Over two decades automated teller machines have become an unqualified success. Surveys put use as high as 85% of households.

Home banking is still well under 10%, after years of false starts and restarts. That low penetration appears unaffected by the delivery vehicle, whether personal computers, screen telephones, interactive television boxes, or the Internet.

Could the ATM experience hold some transferable lessons that might accelerate home banking acceptance?

Here are a few:

Short learning curve. ATM operation has been so simplified that after one demonstration the customer can be an "expert" at the next visit to a machine.

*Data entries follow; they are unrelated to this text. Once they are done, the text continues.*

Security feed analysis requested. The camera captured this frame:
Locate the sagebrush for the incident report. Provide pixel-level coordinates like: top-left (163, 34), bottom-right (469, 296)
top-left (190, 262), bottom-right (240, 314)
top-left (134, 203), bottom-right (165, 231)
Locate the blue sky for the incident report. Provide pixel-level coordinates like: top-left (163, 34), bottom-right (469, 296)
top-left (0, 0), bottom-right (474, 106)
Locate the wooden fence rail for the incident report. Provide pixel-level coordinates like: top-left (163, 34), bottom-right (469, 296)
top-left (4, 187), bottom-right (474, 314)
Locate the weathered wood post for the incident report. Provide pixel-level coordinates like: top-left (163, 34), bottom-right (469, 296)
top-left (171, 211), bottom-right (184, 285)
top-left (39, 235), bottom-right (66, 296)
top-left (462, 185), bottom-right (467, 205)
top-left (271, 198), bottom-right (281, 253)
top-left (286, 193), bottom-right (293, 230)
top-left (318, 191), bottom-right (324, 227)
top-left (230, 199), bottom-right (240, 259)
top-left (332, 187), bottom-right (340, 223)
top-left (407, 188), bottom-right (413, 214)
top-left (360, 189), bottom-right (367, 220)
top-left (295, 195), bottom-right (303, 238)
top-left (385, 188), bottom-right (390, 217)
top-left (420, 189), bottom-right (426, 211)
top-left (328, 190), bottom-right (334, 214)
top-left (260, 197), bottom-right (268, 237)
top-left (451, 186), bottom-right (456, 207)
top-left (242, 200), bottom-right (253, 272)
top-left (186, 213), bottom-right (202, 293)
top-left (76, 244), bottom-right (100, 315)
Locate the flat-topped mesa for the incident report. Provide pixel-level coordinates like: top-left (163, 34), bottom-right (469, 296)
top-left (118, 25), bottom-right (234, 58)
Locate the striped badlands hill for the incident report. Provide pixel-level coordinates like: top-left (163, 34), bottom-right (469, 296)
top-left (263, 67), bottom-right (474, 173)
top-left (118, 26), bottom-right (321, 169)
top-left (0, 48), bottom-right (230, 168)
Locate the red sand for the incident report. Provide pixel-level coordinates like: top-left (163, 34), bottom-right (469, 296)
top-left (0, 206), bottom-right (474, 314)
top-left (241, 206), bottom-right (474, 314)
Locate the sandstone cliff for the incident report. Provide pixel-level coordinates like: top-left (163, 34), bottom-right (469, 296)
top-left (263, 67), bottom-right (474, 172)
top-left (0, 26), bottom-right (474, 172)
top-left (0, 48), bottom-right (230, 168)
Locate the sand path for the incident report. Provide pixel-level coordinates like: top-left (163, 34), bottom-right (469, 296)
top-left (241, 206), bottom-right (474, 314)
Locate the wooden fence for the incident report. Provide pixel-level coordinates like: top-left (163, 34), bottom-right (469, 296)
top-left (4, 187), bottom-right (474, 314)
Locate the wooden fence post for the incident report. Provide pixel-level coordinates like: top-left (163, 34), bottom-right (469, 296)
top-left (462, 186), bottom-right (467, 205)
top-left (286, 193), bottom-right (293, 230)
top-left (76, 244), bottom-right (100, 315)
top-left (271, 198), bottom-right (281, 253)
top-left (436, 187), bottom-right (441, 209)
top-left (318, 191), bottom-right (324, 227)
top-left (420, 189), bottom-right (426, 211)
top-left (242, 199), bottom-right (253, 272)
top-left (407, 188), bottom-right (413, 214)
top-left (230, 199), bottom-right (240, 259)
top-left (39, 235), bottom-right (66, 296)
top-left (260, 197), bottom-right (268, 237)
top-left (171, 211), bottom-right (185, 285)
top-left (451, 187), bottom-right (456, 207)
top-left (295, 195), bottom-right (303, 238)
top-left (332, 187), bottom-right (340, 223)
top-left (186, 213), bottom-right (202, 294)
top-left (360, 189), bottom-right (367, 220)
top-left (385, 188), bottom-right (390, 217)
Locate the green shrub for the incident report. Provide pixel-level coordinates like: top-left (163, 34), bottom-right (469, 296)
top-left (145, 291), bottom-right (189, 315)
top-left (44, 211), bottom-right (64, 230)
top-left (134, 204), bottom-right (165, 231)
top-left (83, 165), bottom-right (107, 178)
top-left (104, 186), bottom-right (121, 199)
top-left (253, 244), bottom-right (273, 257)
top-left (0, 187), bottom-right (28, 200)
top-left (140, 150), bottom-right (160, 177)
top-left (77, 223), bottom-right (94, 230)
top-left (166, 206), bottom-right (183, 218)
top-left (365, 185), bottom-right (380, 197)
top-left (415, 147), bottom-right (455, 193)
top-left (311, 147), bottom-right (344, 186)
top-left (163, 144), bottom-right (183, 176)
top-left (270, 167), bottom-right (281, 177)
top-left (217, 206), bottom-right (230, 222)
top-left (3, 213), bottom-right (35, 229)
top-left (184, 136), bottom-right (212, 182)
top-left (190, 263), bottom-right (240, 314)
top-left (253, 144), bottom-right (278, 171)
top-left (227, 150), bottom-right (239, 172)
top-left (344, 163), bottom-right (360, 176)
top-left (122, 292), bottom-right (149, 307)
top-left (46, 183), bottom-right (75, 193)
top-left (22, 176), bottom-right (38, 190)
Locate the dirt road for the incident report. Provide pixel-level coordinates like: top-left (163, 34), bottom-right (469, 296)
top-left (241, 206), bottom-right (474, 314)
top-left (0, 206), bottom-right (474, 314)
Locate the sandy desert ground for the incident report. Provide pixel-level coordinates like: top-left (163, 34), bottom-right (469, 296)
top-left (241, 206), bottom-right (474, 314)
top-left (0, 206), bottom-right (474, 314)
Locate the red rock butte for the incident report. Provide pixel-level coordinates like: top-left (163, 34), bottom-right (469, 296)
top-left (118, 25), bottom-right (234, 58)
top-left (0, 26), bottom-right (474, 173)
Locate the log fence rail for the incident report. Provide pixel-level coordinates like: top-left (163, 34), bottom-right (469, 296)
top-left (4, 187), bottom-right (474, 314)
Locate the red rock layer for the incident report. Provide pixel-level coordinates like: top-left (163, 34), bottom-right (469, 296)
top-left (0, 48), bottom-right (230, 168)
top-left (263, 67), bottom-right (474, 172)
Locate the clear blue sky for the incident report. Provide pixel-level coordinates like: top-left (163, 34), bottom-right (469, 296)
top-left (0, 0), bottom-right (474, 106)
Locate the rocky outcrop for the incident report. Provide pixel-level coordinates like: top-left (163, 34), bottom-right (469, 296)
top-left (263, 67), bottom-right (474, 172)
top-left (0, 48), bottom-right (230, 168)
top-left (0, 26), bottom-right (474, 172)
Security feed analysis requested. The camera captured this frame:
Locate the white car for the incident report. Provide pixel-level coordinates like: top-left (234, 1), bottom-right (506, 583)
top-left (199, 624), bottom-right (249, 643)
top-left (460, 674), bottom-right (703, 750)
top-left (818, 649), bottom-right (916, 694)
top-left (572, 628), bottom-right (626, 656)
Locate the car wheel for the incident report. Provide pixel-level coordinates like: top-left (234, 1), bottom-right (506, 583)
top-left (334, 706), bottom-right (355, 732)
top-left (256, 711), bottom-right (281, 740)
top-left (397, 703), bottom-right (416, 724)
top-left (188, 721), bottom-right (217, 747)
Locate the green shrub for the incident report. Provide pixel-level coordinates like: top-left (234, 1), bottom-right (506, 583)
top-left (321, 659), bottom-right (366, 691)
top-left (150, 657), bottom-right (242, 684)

Explicit instructions. Transaction processes that were not straightforward confused and discouraged the customer. The industry did well to streamline procedures.

No computerese. The self-service public has little or no experience with the terminology favored by computer system designers, such as "enter," "proceed," "key in," "shift," and "control." Eschew these words.

Quick gratification. Consumers grow impatient with unnecessary transaction details or delays; 10 or 15 seconds waiting for a response can seem like an eternity. Screen displays can be structured to minimize waiting times.

Also, users hate to read; take advantage of that trait to accelerate the action.

Motivational factors. Consumers will flock to "easy-access" mechanisms. They were so pleased with early ATM services that they often ran off with their cash without waiting for their cards to be returned. (That problem was solved by returning the cards first, before cash was dispensed.)

Cash availability-using smart cards that handle stored value-can be a strong motivator for home access.

Real-time data. Account inquiries are a must for consumers and small businesses. They will depend on their home screens for account-status reports, and these must be easy to get and up to the minute.

The public wants, uses, and returns to self-service at ATMs. The lessons from ATM deployment are directly translatable to home banking. If those lessons are taken to heart, there is nothing to stop home banking from approaching mass-market success in its own right.